Damped harmonic oscillators - LRC circuits

The basic laws of circuits containing inductors (inductance L in Henries, H), resistors (resistance R in Ohms, $\Omega$) and capacitors (capacitance C in Farads, F) relate the current i in these elements to the voltage V across them,

$$V_{R}=iR;\ \ \ V_{L}=-L{\frac{di}{dt}};\ \ \ V_{C}={\frac{Q}{C}}$$ (4)

where the charge $Q=\int_{0}^{t}idt^{\prime }$ is the integral of the current. If these three elements are combined in series in a ciruit, and are also driven by an alternating voltage source $V_{s}=V_{0}\sin \omega t$, then the equation for the current in the circuit as a function of time is:

V_s+V_R+V_C+V_L=0. (5)

Taking a derivative of this equation leads to the damped harmonic oscillator equation,

$$V_{0}\omega \cos \omega t+R{\frac{di}{dt}}+{\frac{i}{C}}-L{\frac{di^{2}}{% dt^{2}}}=0.$$ (6)
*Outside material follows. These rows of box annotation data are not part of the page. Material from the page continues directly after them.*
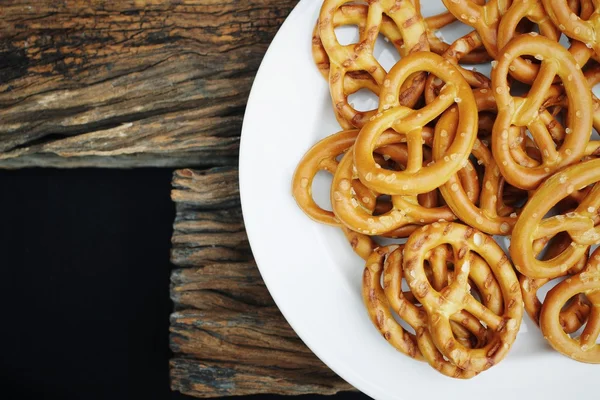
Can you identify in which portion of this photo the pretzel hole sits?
[434,20,473,48]
[373,34,402,72]
[312,171,333,211]
[536,276,573,309]
[334,25,360,46]
[502,182,529,208]
[558,33,571,50]
[348,88,379,112]
[509,80,537,97]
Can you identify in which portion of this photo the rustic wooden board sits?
[0,0,297,168]
[171,167,352,397]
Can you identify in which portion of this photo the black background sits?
[0,168,367,400]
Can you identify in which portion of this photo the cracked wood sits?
[170,167,352,397]
[0,0,297,168]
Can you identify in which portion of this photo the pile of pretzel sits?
[293,0,600,378]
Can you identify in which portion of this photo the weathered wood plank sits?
[171,168,352,397]
[0,0,297,168]
[171,357,348,397]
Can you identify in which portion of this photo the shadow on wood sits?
[0,0,298,168]
[171,168,352,397]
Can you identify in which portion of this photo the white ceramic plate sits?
[240,0,600,400]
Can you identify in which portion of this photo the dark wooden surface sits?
[0,0,351,397]
[170,168,352,397]
[0,0,297,168]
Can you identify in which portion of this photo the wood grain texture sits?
[171,168,352,397]
[0,0,297,168]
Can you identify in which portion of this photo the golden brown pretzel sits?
[519,232,589,333]
[363,246,504,378]
[292,130,376,259]
[510,159,600,279]
[492,35,592,190]
[425,31,491,103]
[318,0,429,129]
[433,90,517,235]
[331,128,476,237]
[542,0,600,58]
[540,250,600,364]
[442,0,511,58]
[312,4,404,81]
[354,52,477,195]
[413,0,491,64]
[403,222,523,372]
[497,0,560,83]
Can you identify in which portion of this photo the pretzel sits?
[519,232,589,333]
[542,0,600,58]
[331,132,477,235]
[492,35,592,190]
[312,4,404,81]
[510,159,600,279]
[413,0,491,64]
[403,222,523,372]
[540,250,600,364]
[354,52,477,195]
[425,31,491,103]
[318,0,429,129]
[433,89,517,235]
[363,246,503,378]
[442,0,510,58]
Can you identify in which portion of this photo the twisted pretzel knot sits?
[433,89,517,235]
[510,159,600,279]
[318,0,429,129]
[492,35,592,190]
[417,0,492,64]
[542,0,600,60]
[519,232,589,333]
[442,0,510,58]
[403,222,523,372]
[331,128,477,237]
[354,52,477,195]
[363,246,503,378]
[540,250,600,364]
[292,130,375,259]
[312,4,405,90]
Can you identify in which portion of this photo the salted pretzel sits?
[363,246,503,378]
[510,159,600,279]
[433,89,517,235]
[442,0,510,58]
[292,128,458,244]
[542,0,600,59]
[540,250,600,364]
[318,0,429,129]
[492,35,592,190]
[425,31,491,103]
[403,222,523,372]
[331,131,477,236]
[413,0,491,64]
[519,232,589,333]
[354,52,477,195]
[312,4,404,80]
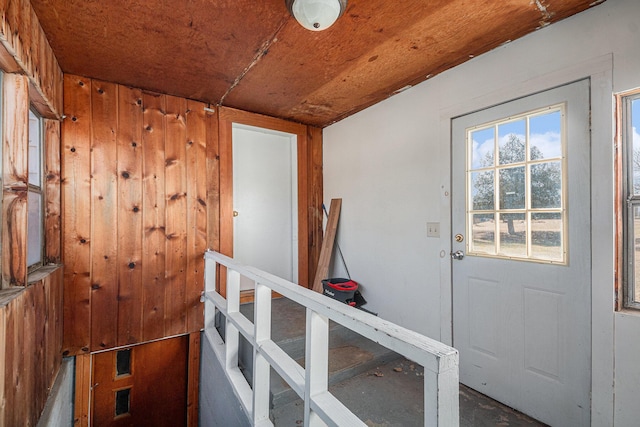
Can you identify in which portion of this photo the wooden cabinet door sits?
[91,336,189,427]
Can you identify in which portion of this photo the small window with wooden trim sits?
[617,90,640,309]
[27,110,44,272]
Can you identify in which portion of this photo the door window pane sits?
[531,212,563,261]
[531,161,562,209]
[467,104,564,263]
[471,126,496,169]
[471,170,495,211]
[471,214,496,255]
[498,119,527,165]
[500,213,527,258]
[500,166,526,209]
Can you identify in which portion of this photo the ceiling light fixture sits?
[285,0,347,31]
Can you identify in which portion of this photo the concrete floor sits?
[242,298,544,427]
[272,359,545,427]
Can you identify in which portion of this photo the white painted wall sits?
[324,0,640,426]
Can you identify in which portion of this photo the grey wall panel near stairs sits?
[200,333,251,427]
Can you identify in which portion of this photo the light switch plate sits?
[427,222,440,237]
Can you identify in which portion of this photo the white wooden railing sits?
[204,251,459,427]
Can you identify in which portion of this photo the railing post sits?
[225,268,240,369]
[203,257,218,330]
[424,353,460,427]
[253,283,271,425]
[304,308,329,427]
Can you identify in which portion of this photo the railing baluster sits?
[304,308,329,427]
[253,283,271,425]
[225,268,240,369]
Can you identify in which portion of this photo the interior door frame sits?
[217,107,323,296]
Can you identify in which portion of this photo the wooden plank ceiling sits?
[31,0,602,127]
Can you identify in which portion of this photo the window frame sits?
[465,102,569,265]
[617,90,640,310]
[25,106,46,274]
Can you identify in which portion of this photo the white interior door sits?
[232,124,298,290]
[452,80,591,426]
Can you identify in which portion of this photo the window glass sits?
[27,111,44,271]
[619,94,640,308]
[467,105,564,263]
[27,191,42,266]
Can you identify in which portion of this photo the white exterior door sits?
[232,124,298,290]
[452,80,591,426]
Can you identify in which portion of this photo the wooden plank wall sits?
[0,0,63,426]
[61,75,218,354]
[0,0,62,119]
[0,267,63,426]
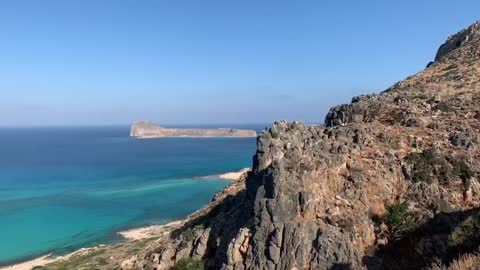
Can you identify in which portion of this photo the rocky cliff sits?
[130,122,257,138]
[125,23,480,270]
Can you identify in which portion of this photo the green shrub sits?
[406,149,451,184]
[452,159,474,180]
[384,202,408,231]
[172,257,203,270]
[406,149,474,184]
[448,216,480,247]
[182,228,195,242]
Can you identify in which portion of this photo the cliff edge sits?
[124,20,480,270]
[47,22,480,270]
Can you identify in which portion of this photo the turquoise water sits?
[0,127,258,265]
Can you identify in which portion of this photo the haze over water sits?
[0,126,263,265]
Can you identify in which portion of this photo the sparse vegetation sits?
[447,254,480,270]
[406,149,450,184]
[380,110,404,125]
[172,257,203,270]
[452,159,474,180]
[448,216,480,248]
[406,149,475,184]
[182,228,195,242]
[385,202,408,230]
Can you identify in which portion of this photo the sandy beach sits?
[218,168,250,180]
[0,168,250,270]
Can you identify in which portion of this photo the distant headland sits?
[130,121,257,139]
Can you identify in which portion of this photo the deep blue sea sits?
[0,126,263,265]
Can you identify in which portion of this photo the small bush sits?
[172,257,203,270]
[448,216,480,248]
[406,149,475,184]
[445,254,480,270]
[182,228,195,242]
[384,202,408,231]
[452,159,474,180]
[406,149,451,184]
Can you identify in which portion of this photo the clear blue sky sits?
[0,0,480,126]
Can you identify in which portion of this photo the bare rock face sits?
[130,122,257,139]
[435,22,480,61]
[136,20,480,270]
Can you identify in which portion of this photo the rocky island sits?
[130,121,257,139]
[24,20,480,270]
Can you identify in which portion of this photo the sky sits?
[0,0,480,126]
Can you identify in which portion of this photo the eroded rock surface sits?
[131,20,480,270]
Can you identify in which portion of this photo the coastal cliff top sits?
[130,121,257,139]
[42,19,480,270]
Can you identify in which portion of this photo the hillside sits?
[43,20,480,270]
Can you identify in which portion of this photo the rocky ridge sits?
[123,23,480,270]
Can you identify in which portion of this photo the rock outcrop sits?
[130,122,257,139]
[128,20,480,270]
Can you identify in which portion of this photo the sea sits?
[0,125,266,265]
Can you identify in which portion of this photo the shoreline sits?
[130,135,257,140]
[0,168,250,270]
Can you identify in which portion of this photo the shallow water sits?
[0,127,259,264]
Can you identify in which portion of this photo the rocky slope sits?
[120,23,480,270]
[43,20,480,270]
[130,122,257,138]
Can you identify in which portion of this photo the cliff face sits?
[130,122,257,138]
[127,23,480,269]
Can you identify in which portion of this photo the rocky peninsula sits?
[19,20,480,270]
[130,121,257,139]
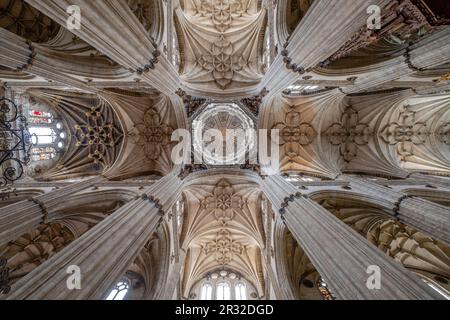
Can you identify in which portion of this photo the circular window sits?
[192,103,256,165]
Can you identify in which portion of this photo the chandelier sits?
[0,97,32,187]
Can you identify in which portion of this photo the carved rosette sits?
[272,109,317,159]
[203,229,244,265]
[324,107,372,162]
[201,179,244,226]
[135,107,173,161]
[380,110,430,161]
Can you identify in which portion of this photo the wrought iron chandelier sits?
[0,97,32,187]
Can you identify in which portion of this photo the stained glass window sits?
[201,283,212,300]
[216,282,231,300]
[28,109,53,124]
[31,147,56,161]
[106,280,130,300]
[235,282,247,300]
[29,127,56,145]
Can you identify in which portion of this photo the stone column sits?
[154,251,186,300]
[340,175,450,245]
[260,176,442,300]
[261,0,389,95]
[0,176,105,245]
[26,0,180,95]
[7,170,182,300]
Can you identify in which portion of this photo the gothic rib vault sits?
[0,0,450,300]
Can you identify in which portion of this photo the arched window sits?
[15,94,68,161]
[28,109,53,124]
[234,282,247,300]
[29,127,57,146]
[106,280,130,300]
[216,282,231,300]
[201,283,212,300]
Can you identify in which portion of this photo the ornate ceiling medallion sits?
[130,107,173,161]
[74,103,123,166]
[201,179,244,226]
[203,229,244,265]
[325,107,372,162]
[380,110,430,161]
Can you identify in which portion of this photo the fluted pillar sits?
[153,251,186,300]
[260,176,441,300]
[340,175,450,244]
[0,176,104,245]
[261,0,389,95]
[25,0,180,95]
[7,170,182,300]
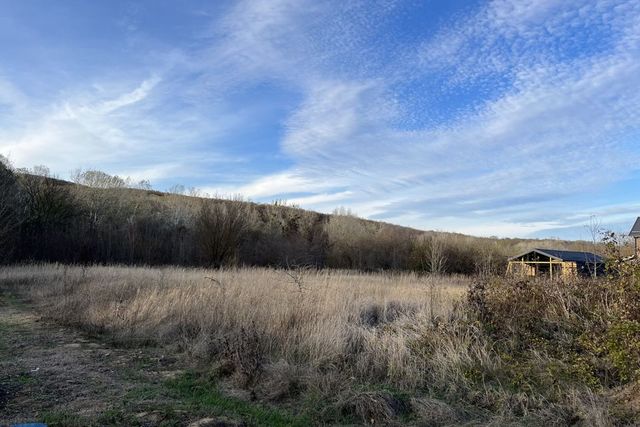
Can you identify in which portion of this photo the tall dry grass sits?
[0,264,470,388]
[0,264,640,426]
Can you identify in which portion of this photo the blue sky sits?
[0,0,640,238]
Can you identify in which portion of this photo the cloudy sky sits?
[0,0,640,238]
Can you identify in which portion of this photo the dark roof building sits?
[507,248,604,277]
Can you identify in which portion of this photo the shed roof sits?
[629,216,640,237]
[509,248,604,263]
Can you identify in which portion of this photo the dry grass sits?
[0,264,635,425]
[0,264,469,388]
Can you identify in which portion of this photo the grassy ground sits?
[0,265,640,427]
[0,292,308,426]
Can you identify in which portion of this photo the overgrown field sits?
[0,264,640,426]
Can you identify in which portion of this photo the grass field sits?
[0,264,636,426]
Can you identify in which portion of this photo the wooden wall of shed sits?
[507,261,536,277]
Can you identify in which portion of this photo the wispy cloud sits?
[0,0,640,235]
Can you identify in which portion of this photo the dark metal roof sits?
[629,216,640,237]
[509,249,604,263]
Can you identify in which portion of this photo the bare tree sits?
[0,155,21,256]
[585,215,602,277]
[71,169,128,188]
[428,234,447,274]
[196,200,247,267]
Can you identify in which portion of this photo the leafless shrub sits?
[196,200,247,267]
[342,391,408,425]
[223,324,266,400]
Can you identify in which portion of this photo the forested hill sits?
[0,163,600,273]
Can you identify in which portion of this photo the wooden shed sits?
[507,249,604,278]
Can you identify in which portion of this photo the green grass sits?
[166,372,313,427]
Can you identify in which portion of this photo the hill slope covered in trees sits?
[0,162,590,274]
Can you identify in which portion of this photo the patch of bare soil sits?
[0,296,182,425]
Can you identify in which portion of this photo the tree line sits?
[0,159,596,274]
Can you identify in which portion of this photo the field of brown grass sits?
[0,264,629,425]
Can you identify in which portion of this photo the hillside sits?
[0,167,604,274]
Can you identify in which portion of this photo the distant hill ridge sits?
[0,167,593,274]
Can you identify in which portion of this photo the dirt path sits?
[0,294,190,425]
[0,294,309,427]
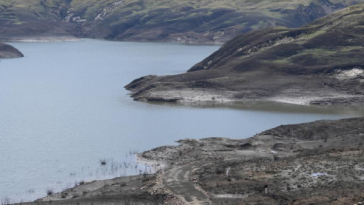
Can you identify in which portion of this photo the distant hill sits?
[127,4,364,105]
[0,43,23,59]
[0,0,364,43]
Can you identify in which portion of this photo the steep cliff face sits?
[0,0,364,43]
[126,4,364,104]
[0,43,24,59]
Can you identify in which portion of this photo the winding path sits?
[163,165,211,205]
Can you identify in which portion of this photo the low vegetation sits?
[126,4,364,105]
[0,0,364,43]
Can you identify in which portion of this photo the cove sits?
[0,39,364,201]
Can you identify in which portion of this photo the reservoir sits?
[0,39,364,202]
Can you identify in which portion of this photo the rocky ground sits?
[0,0,364,44]
[126,4,364,105]
[14,118,364,205]
[0,43,24,59]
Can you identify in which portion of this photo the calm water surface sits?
[0,40,364,201]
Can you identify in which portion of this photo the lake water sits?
[0,40,364,201]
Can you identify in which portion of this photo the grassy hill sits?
[127,4,364,105]
[0,0,364,43]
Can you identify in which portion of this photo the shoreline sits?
[21,117,364,204]
[132,90,364,107]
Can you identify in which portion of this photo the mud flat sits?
[12,118,364,204]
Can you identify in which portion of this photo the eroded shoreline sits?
[17,118,364,204]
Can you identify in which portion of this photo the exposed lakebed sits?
[0,40,364,201]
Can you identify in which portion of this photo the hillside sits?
[0,43,23,59]
[0,0,364,43]
[19,118,364,205]
[126,4,364,105]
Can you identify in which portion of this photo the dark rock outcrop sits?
[0,43,24,59]
[126,4,364,105]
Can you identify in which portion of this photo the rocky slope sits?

The damped harmonic oscillator equation also applies to damped pendulums and to damped mass-spring systems. In these problems is is important to distinguish between transients and steady state response. If there is no driving term then the behavior is only transient and is classified as underdamped or overdamped. If there is no damping then there is a natural frequency $\omega _{0}=1/\sqrt{LC}$. When the system is ``driven'' and the damping is not too large there is a special drive frequency (e.g. $\omega =\omega _{0}$ for no damping) at which the amplitude of the response gets large. This is the phenomenon of resonance. In the driven case there are also transients but they are rather complex and are not treated in most undergraduate courses.